Remember , no homegroup , im really sick of microsofts braggings and dumbings down , ofcourse *everyone* makes homegroup since it's in the installer as "the best way to share" blah , homegroup is stupid with it's "password" and it does not work if the clocks aren't synced (a problem that lost an afternoon of my life  ) - plus the options never solidify, homegroup just tunes up what will share and there's always stupid music and picture folders everywhere because homegroup forces them to share.. whatever.


If there's a need for more images , ask.


Sources:  (obsolete/outdated)

http://social.answers.microsoft.com/Forums/en/w7network/thread/14c9cf97-ac52-48bc-a730-284de284d353


----------



## erixx (Jan 31, 2011)

looks great, will read it sometime in the future (yeah 

Ah, Windows 7 build-in Firewall has no (bad) effect whatsoever on home networking: it seems clever enough, lol, no need to disable it. (Which is dangerous anyway if you consider that just anybody on the net can read this and make a security mess of his home network. Your suggestion to disable it: I would mark it as "Only for Advanced Users") Same goes for UAC.

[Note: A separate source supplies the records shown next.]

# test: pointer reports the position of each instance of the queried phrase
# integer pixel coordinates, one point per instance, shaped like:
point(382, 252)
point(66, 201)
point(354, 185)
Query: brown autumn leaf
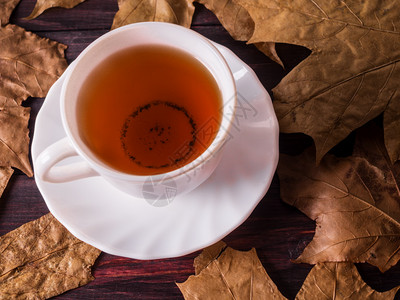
point(237, 21)
point(6, 8)
point(208, 255)
point(42, 5)
point(172, 11)
point(29, 64)
point(230, 275)
point(339, 281)
point(355, 202)
point(14, 135)
point(352, 74)
point(41, 259)
point(5, 174)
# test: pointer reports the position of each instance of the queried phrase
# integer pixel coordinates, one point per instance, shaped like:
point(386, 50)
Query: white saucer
point(116, 223)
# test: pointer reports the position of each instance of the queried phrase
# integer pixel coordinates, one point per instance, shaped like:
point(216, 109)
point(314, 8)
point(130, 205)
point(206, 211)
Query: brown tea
point(149, 110)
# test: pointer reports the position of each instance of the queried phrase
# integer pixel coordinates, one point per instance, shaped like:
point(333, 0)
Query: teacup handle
point(46, 170)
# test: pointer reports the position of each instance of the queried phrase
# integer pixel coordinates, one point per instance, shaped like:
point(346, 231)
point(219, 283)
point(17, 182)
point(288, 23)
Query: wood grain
point(278, 231)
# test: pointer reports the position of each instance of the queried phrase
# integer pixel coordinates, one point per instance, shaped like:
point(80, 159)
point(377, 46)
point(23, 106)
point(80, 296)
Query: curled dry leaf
point(230, 275)
point(14, 135)
point(208, 255)
point(41, 259)
point(237, 21)
point(355, 202)
point(339, 281)
point(6, 8)
point(5, 174)
point(172, 11)
point(352, 75)
point(29, 64)
point(42, 5)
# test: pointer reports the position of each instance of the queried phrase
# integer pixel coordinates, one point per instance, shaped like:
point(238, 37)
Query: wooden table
point(278, 232)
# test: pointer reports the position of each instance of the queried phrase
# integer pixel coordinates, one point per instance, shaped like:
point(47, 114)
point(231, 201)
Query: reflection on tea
point(142, 110)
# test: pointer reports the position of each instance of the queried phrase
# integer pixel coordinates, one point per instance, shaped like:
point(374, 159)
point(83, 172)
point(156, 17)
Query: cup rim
point(205, 156)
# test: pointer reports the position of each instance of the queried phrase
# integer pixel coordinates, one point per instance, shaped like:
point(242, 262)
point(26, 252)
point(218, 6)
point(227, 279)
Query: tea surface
point(149, 110)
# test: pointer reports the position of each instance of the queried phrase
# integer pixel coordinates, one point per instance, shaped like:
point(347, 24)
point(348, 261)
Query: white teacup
point(182, 180)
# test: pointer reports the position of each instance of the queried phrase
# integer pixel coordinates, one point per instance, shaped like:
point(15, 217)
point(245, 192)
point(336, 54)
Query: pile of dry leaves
point(350, 78)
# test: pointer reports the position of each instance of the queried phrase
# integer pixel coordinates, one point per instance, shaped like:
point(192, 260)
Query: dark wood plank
point(278, 231)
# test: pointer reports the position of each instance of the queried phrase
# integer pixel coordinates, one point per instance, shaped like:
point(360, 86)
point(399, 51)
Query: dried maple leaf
point(42, 5)
point(339, 281)
point(6, 8)
point(230, 275)
point(351, 76)
point(355, 202)
point(41, 259)
point(237, 21)
point(5, 174)
point(208, 255)
point(172, 11)
point(14, 135)
point(29, 65)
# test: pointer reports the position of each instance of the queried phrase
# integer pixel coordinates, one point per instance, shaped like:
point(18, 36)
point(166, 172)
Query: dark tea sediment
point(149, 109)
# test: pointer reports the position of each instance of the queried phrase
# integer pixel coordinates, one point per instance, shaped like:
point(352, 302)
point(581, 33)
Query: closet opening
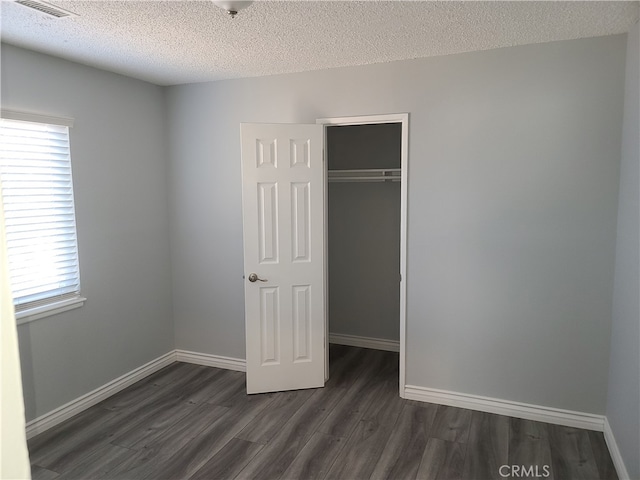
point(366, 233)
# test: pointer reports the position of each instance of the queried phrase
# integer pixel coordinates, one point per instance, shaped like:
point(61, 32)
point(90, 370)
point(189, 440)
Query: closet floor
point(193, 422)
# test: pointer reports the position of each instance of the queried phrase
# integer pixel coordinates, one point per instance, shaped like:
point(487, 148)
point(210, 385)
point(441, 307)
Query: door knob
point(254, 277)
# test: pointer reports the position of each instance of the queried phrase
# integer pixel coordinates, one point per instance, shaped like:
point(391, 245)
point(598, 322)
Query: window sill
point(42, 311)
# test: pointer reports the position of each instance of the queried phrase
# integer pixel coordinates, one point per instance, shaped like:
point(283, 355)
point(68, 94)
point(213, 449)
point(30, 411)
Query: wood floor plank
point(148, 455)
point(442, 460)
point(199, 450)
point(283, 448)
point(39, 473)
point(403, 452)
point(218, 384)
point(349, 411)
point(231, 387)
point(452, 424)
point(284, 406)
point(363, 392)
point(571, 454)
point(387, 407)
point(147, 424)
point(361, 451)
point(99, 463)
point(72, 440)
point(135, 396)
point(315, 459)
point(488, 446)
point(529, 446)
point(601, 454)
point(183, 421)
point(229, 461)
point(355, 365)
point(154, 426)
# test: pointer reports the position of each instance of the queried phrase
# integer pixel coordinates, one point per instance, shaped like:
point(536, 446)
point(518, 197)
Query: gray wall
point(364, 259)
point(623, 400)
point(119, 161)
point(513, 186)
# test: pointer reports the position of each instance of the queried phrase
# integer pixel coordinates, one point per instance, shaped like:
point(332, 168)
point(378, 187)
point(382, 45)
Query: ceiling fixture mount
point(232, 7)
point(46, 8)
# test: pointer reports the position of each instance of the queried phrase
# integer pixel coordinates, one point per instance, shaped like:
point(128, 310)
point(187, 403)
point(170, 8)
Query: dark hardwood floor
point(194, 422)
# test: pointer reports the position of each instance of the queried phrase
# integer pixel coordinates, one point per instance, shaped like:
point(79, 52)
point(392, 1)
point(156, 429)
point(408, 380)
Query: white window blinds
point(37, 193)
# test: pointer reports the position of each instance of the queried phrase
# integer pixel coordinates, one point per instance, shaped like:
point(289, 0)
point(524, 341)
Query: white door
point(283, 220)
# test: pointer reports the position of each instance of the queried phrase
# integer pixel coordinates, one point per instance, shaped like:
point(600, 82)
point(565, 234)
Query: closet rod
point(365, 175)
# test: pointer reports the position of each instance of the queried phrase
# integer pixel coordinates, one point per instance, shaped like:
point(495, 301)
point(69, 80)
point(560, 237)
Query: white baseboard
point(68, 410)
point(621, 468)
point(365, 342)
point(505, 407)
point(209, 360)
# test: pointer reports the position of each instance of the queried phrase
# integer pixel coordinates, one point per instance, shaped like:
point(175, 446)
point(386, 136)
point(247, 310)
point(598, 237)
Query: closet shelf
point(365, 175)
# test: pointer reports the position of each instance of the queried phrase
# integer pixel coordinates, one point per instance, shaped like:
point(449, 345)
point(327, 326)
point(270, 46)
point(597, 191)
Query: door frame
point(402, 118)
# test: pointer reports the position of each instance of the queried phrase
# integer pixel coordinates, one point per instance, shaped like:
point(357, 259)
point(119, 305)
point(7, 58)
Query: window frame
point(56, 304)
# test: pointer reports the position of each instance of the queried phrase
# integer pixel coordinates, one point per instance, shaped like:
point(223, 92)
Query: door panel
point(283, 220)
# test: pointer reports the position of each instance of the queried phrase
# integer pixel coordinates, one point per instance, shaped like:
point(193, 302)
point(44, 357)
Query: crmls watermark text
point(523, 471)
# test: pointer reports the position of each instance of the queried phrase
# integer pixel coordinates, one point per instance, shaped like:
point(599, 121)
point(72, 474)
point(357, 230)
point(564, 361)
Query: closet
point(364, 194)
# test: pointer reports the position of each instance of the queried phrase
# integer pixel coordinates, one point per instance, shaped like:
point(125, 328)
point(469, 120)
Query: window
point(40, 225)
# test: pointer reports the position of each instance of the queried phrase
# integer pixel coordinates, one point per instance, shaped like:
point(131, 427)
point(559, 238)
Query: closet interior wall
point(364, 232)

Absolutely agree that Homegroup sucksbigtime, what a fiasco!


----------



## yogurt_21 (Jan 31, 2011)

funny, I have no issues with homegroup whatsoever, even accross winxp, winvista, and win7


----------



## DRDNA (Jan 31, 2011)

yogurt_21 said:


> funny, I have no issues with homegroup whatsoever, even accross winxp, winvista, and win7



Me either but, I hear a lot of folks say homegroup makes file transfers slower...I am not sure about that first hand tho.


----------



## erixx (Jan 31, 2011)

Homegroup issues start when you alterate windows folders by default (My docs, etc etc) (I have all 'MY' folders out of the OS harddrive. Homegroups then loses them, recreates them on c:, etc. a mess.


----------